Poster Session 6 · Friday, December 5, 2025 4:30 PM → 7:30 PM
#5206
Logic-in-Frames: Dynamic Keyframe Search via Visual Semantic-Logical Verification for Long Video Understanding
Abstract
Understanding long video content is a complex endeavor that often relies on densely sampled frame captions or end-to-end feature selectors, yet these techniques commonly overlook the logical relationships between textual queries and visual elements. In practice, computational constraints necessitate coarse frame subsampling, a challenge analogous to “finding a needle in a haystack.” To address this issue, we introduce a semantics-driven search framework that reformulates keyframe selection under the paradigm of Visual Semantic-Logical Search (VSLS).
Specifically, we systematically define four fundamental logical dependencies:
- spatial co-occurrence,
- temporal proximity,
- attribute dependency, and
- causal order.
These relations dynamically update frame sampling distributions through an iterative refinement process, enabling context-aware identification of semantically critical frames tailored to specific query requirements.
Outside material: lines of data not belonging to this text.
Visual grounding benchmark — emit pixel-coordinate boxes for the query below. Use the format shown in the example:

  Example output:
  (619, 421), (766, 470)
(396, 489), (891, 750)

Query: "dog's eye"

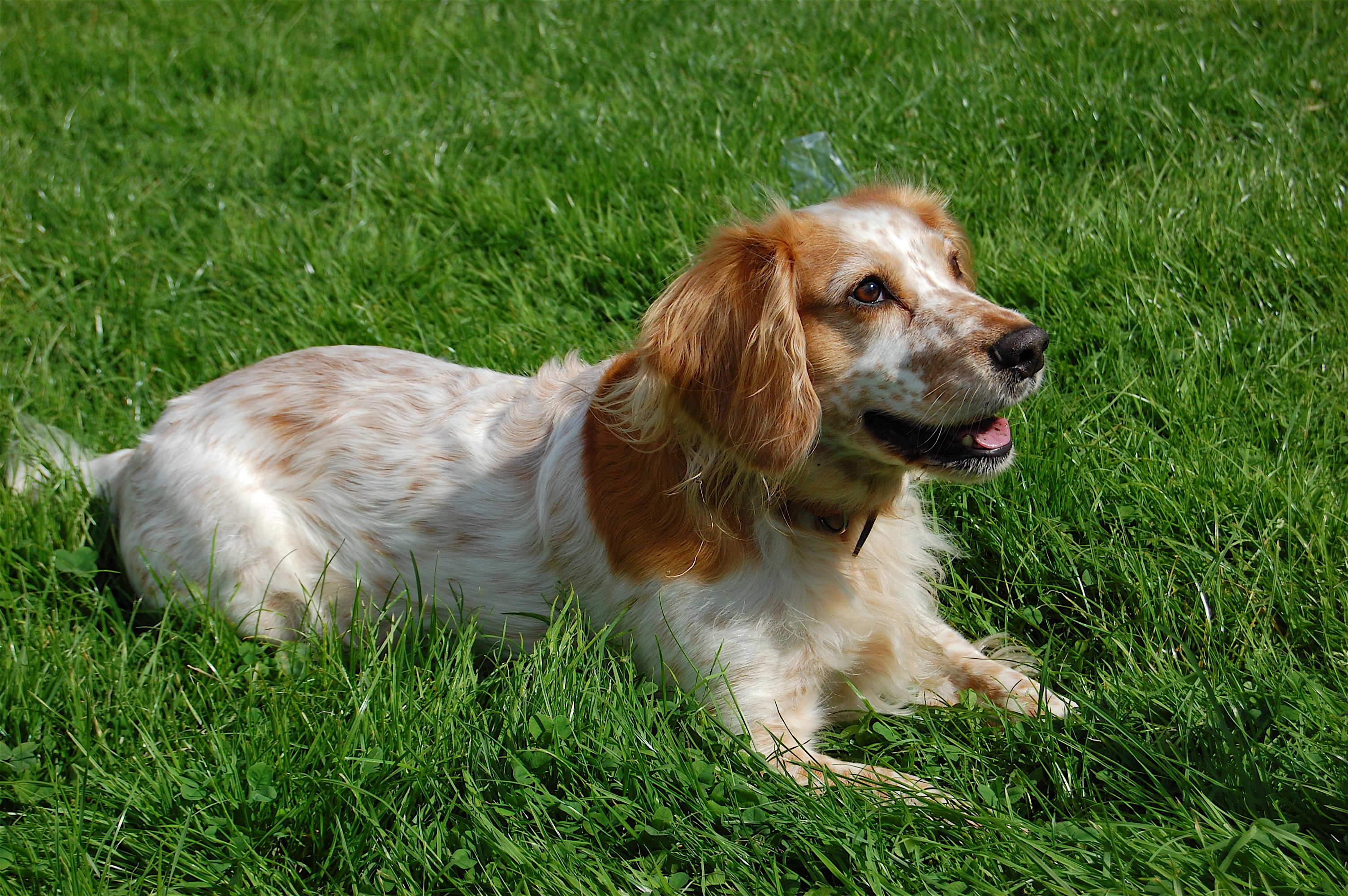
(852, 278), (892, 305)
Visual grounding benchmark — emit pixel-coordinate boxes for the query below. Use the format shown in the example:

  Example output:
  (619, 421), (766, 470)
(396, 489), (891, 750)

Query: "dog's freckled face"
(78, 186), (1067, 789)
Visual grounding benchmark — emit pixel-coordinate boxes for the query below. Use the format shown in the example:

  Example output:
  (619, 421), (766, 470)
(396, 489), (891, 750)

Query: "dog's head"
(638, 186), (1049, 495)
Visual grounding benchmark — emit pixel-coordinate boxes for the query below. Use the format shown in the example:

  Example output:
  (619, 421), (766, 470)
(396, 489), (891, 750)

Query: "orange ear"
(638, 211), (820, 474)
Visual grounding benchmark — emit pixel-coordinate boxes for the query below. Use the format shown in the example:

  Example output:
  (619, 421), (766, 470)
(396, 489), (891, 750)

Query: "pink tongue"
(973, 416), (1011, 449)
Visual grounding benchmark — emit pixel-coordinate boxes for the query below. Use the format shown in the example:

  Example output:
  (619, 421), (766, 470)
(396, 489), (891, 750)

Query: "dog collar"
(786, 504), (875, 556)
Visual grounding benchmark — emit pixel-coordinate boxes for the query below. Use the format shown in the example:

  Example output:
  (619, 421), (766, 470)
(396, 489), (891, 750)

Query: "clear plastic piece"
(782, 131), (856, 203)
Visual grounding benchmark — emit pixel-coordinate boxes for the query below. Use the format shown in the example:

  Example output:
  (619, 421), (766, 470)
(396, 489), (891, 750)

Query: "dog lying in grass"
(11, 186), (1069, 788)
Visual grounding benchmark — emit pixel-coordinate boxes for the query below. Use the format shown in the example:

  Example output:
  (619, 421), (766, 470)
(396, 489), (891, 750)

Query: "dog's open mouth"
(861, 411), (1012, 472)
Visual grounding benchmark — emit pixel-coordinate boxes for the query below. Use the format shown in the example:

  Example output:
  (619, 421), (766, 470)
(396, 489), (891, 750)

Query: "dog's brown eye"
(852, 278), (890, 305)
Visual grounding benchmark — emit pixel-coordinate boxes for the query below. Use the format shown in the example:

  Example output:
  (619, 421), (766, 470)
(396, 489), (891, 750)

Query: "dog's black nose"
(988, 326), (1049, 380)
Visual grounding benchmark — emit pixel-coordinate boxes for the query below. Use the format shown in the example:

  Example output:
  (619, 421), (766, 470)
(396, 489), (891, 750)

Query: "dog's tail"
(4, 414), (135, 499)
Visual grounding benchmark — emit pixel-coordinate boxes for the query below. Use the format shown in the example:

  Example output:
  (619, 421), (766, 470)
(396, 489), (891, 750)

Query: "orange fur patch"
(583, 354), (756, 581)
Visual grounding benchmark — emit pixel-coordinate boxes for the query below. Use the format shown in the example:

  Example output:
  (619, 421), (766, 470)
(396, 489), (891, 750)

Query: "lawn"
(0, 0), (1348, 896)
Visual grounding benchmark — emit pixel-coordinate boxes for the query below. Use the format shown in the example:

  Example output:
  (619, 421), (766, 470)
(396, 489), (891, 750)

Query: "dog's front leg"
(925, 626), (1076, 718)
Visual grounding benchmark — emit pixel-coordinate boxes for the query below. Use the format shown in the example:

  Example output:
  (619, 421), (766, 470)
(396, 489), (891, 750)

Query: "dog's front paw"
(1003, 678), (1077, 718)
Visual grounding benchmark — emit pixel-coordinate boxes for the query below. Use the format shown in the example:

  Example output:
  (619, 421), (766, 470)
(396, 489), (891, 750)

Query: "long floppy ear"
(638, 210), (820, 474)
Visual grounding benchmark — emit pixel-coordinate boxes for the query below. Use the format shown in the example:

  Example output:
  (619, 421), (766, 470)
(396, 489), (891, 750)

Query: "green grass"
(0, 1), (1348, 896)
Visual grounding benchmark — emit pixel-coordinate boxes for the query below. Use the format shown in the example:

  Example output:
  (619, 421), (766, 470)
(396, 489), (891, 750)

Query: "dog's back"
(104, 346), (597, 640)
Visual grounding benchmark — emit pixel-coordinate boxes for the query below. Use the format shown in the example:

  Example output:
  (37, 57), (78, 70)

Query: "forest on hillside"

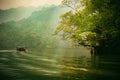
(0, 5), (71, 50)
(55, 0), (120, 54)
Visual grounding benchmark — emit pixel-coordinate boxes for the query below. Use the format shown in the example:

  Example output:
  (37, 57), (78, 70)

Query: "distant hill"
(0, 7), (38, 23)
(0, 6), (68, 49)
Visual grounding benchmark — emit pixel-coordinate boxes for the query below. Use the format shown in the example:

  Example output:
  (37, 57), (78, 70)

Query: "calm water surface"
(0, 49), (120, 80)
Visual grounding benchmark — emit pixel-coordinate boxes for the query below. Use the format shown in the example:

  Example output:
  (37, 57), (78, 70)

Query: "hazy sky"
(0, 0), (62, 9)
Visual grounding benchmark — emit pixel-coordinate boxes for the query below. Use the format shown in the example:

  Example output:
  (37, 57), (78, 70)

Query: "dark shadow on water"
(0, 51), (120, 80)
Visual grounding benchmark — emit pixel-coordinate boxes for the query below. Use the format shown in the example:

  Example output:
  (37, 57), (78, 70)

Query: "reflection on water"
(0, 49), (120, 80)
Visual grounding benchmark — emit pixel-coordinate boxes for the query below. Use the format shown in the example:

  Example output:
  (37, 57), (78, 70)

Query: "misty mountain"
(0, 6), (68, 49)
(0, 7), (40, 23)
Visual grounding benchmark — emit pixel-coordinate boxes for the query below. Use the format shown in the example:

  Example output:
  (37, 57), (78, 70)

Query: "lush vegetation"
(55, 0), (120, 53)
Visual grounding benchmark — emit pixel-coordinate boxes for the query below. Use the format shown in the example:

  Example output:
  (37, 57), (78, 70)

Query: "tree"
(55, 0), (120, 53)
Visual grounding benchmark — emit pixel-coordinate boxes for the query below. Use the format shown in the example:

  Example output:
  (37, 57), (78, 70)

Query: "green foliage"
(0, 6), (69, 49)
(56, 0), (120, 52)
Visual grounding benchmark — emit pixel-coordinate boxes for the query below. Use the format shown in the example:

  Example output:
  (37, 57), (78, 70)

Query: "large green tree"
(55, 0), (120, 53)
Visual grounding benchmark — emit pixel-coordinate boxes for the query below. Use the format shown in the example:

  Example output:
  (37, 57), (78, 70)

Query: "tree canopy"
(55, 0), (120, 53)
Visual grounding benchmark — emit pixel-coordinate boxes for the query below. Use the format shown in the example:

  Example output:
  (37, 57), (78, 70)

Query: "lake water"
(0, 49), (120, 80)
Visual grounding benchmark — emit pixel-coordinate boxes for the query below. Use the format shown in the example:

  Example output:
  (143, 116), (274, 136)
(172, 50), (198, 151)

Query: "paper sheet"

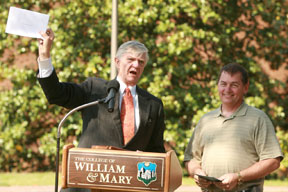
(5, 7), (49, 38)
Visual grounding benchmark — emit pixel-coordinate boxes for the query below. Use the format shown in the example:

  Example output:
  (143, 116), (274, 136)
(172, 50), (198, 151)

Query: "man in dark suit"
(38, 29), (165, 191)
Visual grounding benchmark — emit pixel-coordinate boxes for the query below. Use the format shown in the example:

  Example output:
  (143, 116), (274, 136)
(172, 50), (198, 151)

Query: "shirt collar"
(116, 76), (136, 96)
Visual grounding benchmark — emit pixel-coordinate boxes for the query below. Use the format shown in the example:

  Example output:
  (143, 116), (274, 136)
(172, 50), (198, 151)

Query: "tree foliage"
(0, 0), (288, 176)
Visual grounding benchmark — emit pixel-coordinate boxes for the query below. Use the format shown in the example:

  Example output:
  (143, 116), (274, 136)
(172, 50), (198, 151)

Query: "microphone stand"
(55, 97), (104, 192)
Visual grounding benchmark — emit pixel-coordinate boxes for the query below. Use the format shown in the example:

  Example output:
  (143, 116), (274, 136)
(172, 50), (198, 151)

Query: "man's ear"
(114, 57), (120, 70)
(244, 80), (250, 95)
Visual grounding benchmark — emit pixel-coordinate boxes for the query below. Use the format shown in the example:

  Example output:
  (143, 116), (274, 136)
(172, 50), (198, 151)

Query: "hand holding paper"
(5, 7), (49, 38)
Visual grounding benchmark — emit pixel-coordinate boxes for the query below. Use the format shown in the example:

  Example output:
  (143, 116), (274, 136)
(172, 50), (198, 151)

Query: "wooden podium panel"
(62, 145), (182, 191)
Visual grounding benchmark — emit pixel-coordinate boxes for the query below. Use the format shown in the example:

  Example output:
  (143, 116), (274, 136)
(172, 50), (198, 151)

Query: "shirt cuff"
(37, 57), (54, 78)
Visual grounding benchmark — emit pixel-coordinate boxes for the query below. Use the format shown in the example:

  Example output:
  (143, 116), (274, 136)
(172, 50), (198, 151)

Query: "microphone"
(104, 79), (120, 113)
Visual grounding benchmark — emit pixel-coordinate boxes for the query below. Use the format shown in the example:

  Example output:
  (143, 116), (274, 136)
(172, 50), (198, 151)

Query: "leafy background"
(0, 0), (288, 177)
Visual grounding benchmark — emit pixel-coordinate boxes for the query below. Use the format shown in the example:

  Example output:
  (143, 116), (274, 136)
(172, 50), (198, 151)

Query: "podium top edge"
(69, 147), (175, 157)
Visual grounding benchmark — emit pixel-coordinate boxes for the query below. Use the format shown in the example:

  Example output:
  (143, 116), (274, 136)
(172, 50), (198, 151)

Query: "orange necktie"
(121, 87), (135, 145)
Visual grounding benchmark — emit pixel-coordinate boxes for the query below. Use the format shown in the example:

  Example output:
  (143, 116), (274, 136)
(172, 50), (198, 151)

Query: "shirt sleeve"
(37, 57), (54, 78)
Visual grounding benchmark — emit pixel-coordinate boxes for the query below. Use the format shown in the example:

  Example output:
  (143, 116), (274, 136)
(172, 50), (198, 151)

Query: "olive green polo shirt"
(184, 103), (283, 188)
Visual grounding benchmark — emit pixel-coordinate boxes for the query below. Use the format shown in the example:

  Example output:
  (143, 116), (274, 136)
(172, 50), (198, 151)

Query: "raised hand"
(38, 28), (54, 61)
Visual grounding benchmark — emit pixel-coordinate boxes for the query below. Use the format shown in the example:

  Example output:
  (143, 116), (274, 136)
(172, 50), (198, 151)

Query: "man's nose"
(133, 59), (140, 67)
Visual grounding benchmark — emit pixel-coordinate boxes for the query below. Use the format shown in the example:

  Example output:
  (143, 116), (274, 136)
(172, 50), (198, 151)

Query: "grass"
(0, 172), (288, 186)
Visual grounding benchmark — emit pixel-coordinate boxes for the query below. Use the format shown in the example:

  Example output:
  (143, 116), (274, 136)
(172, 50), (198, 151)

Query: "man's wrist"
(237, 171), (243, 185)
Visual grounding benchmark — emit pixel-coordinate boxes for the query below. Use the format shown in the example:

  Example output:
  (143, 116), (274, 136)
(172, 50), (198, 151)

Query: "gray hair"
(116, 40), (149, 62)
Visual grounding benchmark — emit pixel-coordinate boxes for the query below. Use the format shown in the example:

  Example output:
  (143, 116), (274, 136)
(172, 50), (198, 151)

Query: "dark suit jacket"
(38, 71), (165, 152)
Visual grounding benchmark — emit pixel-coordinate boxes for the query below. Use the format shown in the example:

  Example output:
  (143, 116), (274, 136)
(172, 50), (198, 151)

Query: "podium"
(62, 144), (182, 192)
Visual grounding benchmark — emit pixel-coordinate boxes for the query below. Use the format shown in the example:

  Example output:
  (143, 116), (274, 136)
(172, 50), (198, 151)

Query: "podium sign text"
(62, 148), (181, 191)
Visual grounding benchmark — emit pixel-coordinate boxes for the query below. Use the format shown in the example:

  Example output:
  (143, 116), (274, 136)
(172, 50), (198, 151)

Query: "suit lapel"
(136, 86), (151, 134)
(111, 88), (123, 143)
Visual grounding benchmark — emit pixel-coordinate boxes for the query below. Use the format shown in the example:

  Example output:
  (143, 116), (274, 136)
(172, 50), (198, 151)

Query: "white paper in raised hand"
(5, 7), (49, 38)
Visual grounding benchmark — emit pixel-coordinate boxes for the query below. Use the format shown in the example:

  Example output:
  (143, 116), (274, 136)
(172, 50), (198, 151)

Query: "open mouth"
(129, 71), (137, 75)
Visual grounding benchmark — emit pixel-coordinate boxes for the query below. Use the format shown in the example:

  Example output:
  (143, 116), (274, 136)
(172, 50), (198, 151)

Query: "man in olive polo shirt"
(184, 63), (283, 192)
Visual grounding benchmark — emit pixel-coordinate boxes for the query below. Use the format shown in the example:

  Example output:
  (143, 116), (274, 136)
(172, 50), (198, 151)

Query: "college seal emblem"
(137, 162), (157, 186)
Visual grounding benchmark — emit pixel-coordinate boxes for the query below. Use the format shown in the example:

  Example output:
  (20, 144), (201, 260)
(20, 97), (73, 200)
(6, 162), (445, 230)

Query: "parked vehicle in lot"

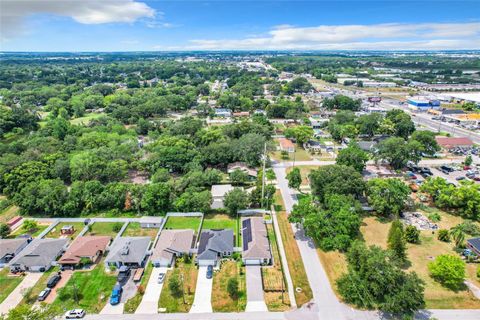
(207, 266), (213, 279)
(37, 288), (52, 301)
(47, 272), (62, 289)
(158, 273), (165, 283)
(110, 284), (123, 306)
(65, 309), (86, 319)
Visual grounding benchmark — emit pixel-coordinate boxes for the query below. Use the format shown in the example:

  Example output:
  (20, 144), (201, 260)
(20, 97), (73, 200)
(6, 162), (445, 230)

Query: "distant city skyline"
(0, 0), (480, 52)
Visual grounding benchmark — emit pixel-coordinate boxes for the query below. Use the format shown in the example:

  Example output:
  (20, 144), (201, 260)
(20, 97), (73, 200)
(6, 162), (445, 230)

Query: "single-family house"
(227, 162), (258, 178)
(0, 239), (30, 268)
(140, 216), (163, 229)
(211, 184), (234, 209)
(278, 138), (295, 153)
(105, 237), (151, 268)
(242, 217), (272, 265)
(196, 229), (233, 266)
(58, 236), (112, 267)
(150, 229), (194, 267)
(10, 239), (68, 272)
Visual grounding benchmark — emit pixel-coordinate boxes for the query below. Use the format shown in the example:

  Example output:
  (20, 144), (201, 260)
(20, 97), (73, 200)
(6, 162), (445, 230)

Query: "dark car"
(47, 273), (62, 289)
(207, 266), (213, 279)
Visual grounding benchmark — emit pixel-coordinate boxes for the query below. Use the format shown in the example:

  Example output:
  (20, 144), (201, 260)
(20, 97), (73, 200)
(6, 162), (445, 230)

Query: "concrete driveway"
(135, 268), (168, 314)
(245, 266), (268, 312)
(0, 272), (43, 314)
(190, 266), (213, 313)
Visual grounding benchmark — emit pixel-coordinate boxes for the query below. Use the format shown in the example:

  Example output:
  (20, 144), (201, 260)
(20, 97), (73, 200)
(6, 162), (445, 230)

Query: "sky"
(0, 0), (480, 52)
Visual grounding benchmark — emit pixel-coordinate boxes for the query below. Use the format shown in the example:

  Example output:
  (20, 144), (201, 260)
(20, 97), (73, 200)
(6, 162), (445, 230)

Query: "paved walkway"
(190, 266), (213, 313)
(0, 272), (43, 314)
(245, 266), (268, 312)
(135, 268), (168, 314)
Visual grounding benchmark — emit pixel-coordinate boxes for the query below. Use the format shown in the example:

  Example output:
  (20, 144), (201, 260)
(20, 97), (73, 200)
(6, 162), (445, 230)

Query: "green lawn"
(123, 263), (153, 313)
(165, 217), (202, 233)
(52, 261), (117, 313)
(158, 259), (198, 313)
(45, 222), (85, 239)
(202, 214), (242, 246)
(122, 222), (158, 240)
(86, 222), (123, 238)
(0, 268), (23, 303)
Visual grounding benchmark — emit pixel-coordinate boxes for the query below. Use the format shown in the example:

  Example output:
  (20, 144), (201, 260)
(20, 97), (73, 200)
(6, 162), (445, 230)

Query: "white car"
(65, 309), (85, 319)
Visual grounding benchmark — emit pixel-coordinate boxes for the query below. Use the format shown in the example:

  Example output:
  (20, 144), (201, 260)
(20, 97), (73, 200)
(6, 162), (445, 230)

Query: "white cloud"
(185, 22), (480, 50)
(0, 0), (156, 39)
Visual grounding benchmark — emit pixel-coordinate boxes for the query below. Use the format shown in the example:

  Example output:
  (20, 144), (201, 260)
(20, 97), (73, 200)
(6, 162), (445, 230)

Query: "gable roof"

Our method establishes new state-of-the-art performance on the manually annotated benchmark in keyframe selection metrics. Furthermore, when applied to downstream video question-answering tasks, the proposed approach demonstrates the best performance gains over existing methods on LongVideoBench and Video-MME, validating its effectiveness in bridging the logical gap between textual queries and visual-temporal reasoning. The code will be publicly available.